全排列是将一组数按一定顺序进行排列，如果这组数有n个，那么全排列数为n!个。现以{1, 2, 3, 4, 5}为例说明如何编写全排列的递归算法。

1、首先看最后两个数4, 5。 它们的全排列为4 5和5 4, 即以4开头的5的全排列和以5开头的4的全排列。由于一个数的全排列就是其本身，从而得到以上结果。

2、再看后三个数3, 4, 5。它们的全排列为3 4 5、3 5 4、 4 3 5、 4 5 3、 5 3 4、 5 4 3 六组数。即以3开头的和4,5的全排列的组合、以4开头的和3,5的全排列的组合和以5开头的和3,4的全排列的组合.从而可以推断，设一组数p = {r1, r2, r3, ... ,rn}, 全排列为perm(p)，pn = p - {rn}。因此perm(p) = r1perm(p1), r2perm(p2), r3perm(p3), ... , rnperm(pn)。当n = 1时perm(p} = r1。

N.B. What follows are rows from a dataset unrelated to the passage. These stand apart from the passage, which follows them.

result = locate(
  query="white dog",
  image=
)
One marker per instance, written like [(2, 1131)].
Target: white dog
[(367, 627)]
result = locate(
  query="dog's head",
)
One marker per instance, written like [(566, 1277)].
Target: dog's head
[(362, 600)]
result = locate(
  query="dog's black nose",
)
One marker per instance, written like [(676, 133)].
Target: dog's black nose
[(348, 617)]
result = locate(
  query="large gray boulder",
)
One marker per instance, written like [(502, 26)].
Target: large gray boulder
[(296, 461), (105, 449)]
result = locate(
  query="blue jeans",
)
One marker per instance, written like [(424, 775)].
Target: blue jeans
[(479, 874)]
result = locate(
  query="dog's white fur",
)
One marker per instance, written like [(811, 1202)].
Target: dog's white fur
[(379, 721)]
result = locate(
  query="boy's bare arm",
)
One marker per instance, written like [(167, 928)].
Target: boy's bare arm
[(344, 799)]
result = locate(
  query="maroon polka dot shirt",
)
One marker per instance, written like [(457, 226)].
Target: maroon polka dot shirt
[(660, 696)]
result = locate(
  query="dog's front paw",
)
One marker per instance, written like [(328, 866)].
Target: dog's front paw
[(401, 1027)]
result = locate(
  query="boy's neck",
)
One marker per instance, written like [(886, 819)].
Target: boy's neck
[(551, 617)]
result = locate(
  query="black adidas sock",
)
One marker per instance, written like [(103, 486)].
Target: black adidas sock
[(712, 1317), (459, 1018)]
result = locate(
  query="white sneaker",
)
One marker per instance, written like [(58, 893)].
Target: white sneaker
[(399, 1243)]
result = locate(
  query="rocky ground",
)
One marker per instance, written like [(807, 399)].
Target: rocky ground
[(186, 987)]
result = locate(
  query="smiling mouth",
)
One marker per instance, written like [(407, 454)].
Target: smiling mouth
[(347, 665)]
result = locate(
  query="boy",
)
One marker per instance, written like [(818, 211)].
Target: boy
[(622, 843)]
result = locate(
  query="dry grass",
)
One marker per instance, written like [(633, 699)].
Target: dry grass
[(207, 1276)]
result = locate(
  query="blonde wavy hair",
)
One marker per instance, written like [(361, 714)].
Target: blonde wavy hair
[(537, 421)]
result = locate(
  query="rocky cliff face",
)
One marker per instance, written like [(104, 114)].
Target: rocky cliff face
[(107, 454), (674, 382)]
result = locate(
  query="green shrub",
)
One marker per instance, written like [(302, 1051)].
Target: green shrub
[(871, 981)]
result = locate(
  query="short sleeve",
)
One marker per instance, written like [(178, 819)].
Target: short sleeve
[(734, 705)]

为了更容易理解，将整组数中的所有的数分别与第一个数交换，这样就总是在处理后n-1个数的全排列。

#include <iostream> 
using namespace std;
int n = 0;

void swap(char *a ,char *b)
{
    int m ;
    m = *a;
    *a = *b;
    *b = m;
} 
 
void perm(char list[],int k, int m )
{
    int i;
    if(k >m)
    {
        for(i = 0 ; i <= m ; i++)
        {
            cout<<"r"<<list[i];
             
        }
        cout<<endl;
        n++;
    }
    else
    {
        for(i = k ; i <=m;i++)
        {
            swap(&list[k],&list[i]);
            perm(list,k+1,m);
            swap(&list[k],&list[i]);
        }
    }
}

int main()
{
    char list[] ="12345";
    perm(list,0,4);
    cout<<"total:"<<n<<endl;     
    return 0;
}